不料,岑毓英那邊接到軍機處的電報後倒是很快覆電了,岑毓英稱病臥在榻,所以讓他弟弟岑毓寶領兵鎮守緬中邊境,另外派出騰躍杜斯李文秀入緬甸探查情況,準備發兵南堪、孟休二城,原本這就是雲南邊兵曾今駐紮過的地方,重新入駐十分容易。
世鐸見事情辦的順利,倒也是大喜,不過又恐岑家軍在緬甸惹出亂子來。忙以醇親王的名義急電岑毓英,電文羅裡囉嗦一大通道理,只是這要說的內容只有八個大字——“謹守邊防,勿動刀兵!”
在他看來,和英國人在緬甸的糾紛,一切都可以以談判來解決,只要許以一些小利,英國肯定不敢明目張膽就把這緬甸給吞了。畢竟中法爲了越南之事的大戰,可就是眼前才幾年的事情,一切似乎都在他運籌帷幄之中。
10月25日是翁同龢小壽誕,貴爲帝師的他自然不放過這次彰顯聖眷的機會,雖然現在這個小皇帝還只是宮內那個女人的傀儡而已,不過,沒有一個人會認爲,馬上就要親政的皇帝,日後會是一個傀儡!
雖然太后還要訓政一些時日,但是按照大清祖制。這太后訓政原本也就是多餘的,這也就是給宮裡那個老太太一些必要的禮遇而已。何況這還是小皇帝的生父、醇親王奕譞主動提出來的建議,這面子,滿朝上下誰又能不給。

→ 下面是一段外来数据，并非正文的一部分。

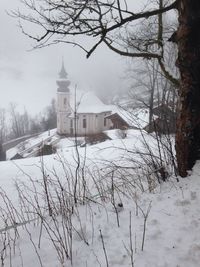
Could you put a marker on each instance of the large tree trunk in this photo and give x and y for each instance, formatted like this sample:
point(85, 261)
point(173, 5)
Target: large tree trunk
point(188, 123)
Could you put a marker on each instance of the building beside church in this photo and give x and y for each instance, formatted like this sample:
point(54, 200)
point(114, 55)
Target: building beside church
point(80, 113)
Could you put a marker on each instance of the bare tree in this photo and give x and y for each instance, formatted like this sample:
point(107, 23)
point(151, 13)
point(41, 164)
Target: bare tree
point(3, 127)
point(103, 20)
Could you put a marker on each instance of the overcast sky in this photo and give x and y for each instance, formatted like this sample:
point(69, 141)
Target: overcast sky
point(29, 77)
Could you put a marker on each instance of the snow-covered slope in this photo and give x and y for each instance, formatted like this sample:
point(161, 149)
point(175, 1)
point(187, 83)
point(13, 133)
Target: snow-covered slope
point(108, 230)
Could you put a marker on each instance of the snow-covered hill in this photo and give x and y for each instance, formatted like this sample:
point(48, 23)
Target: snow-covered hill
point(117, 221)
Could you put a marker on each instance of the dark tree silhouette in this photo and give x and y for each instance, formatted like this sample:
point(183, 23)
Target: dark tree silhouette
point(109, 22)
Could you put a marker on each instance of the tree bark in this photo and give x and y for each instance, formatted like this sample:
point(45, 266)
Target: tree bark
point(188, 122)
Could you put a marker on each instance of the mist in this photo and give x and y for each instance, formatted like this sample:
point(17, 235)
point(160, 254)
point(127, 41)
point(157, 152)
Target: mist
point(28, 76)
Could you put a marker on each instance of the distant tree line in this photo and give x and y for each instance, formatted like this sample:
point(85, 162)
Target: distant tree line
point(15, 124)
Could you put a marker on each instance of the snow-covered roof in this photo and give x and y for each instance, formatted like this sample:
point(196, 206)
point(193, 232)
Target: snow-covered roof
point(87, 102)
point(138, 117)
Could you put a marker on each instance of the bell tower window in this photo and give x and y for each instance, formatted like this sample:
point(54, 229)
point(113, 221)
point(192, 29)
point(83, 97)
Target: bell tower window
point(84, 123)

所以,幾年的翁府壽誕顯得格外隆重,畢竟平日裡能夠上這位清流大佬的門都不是件容易的事情,現在有機會套套近乎,留個印象。日後有帝師提點一二,那可都是一輩子受用不盡的好處。
翁同龢倒也並非是有意如此炫耀,不過這壽宴擺下後。卻意外的有些收不住手,前來拜會的官員、門生絡繹不絕,而在壽宴上,一些下面人溜鬚拍馬之言多少有些過頭了,而作爲壽宴必須的環節,今年賀壽的辭賦未免就顯得太多了點。
對此,按照慣例是由主家懸掛於壽宴廳內供衆人觀瞻的,不過等下午時分翁同龢自己到宴廳走了一圈時,卻被其中十幾幅辭賦嚇了一跳,也不知道是那個門生寫的,竟然在文章中將小皇帝睿智**都刻意寫成是因爲有自己這個嚴師所致……這自然是赤果果的馬屁,不過現在卻有些不合時宜。

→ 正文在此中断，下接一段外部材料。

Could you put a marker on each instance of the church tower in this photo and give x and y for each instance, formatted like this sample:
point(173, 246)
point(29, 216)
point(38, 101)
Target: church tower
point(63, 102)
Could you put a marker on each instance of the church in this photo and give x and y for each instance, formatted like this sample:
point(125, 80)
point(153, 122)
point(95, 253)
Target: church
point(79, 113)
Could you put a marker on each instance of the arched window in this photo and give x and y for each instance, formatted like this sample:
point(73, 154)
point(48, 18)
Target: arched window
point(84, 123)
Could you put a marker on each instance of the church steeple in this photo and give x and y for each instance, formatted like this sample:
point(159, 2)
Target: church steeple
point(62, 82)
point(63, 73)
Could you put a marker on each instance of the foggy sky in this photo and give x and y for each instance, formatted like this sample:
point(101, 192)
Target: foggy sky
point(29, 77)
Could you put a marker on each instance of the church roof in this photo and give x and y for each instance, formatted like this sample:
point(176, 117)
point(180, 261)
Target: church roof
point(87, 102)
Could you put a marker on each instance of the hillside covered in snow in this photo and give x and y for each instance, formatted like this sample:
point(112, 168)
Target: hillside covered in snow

大清的皇帝陛下,怎麼說那也是太后一手培養的,就是自己這個帝師,那也是太后爲皇帝陛下親自選定的……
翁同龢皺着眉頭仔細看了看題跋,似乎是幾個並不太熟悉的門生子弟,看看絡繹不絕進進出出的賀客,這讓他皺了皺眉頭,立刻吩咐僕人取下這些辭賦,等進屋後,他還是覺得不放心,又讓管家把宴廳內的所有賀詞都撤了。
這原本就是件小得不能再小的事情了,不過卻在一個極不合時宜的情況下呈送到了慈禧的面前,正在爲自己毫無新意的聖壽節發愁的老女人,忽然又聽到下面人竟然因爲小皇帝快要親政,都跑去巴結那位帝師……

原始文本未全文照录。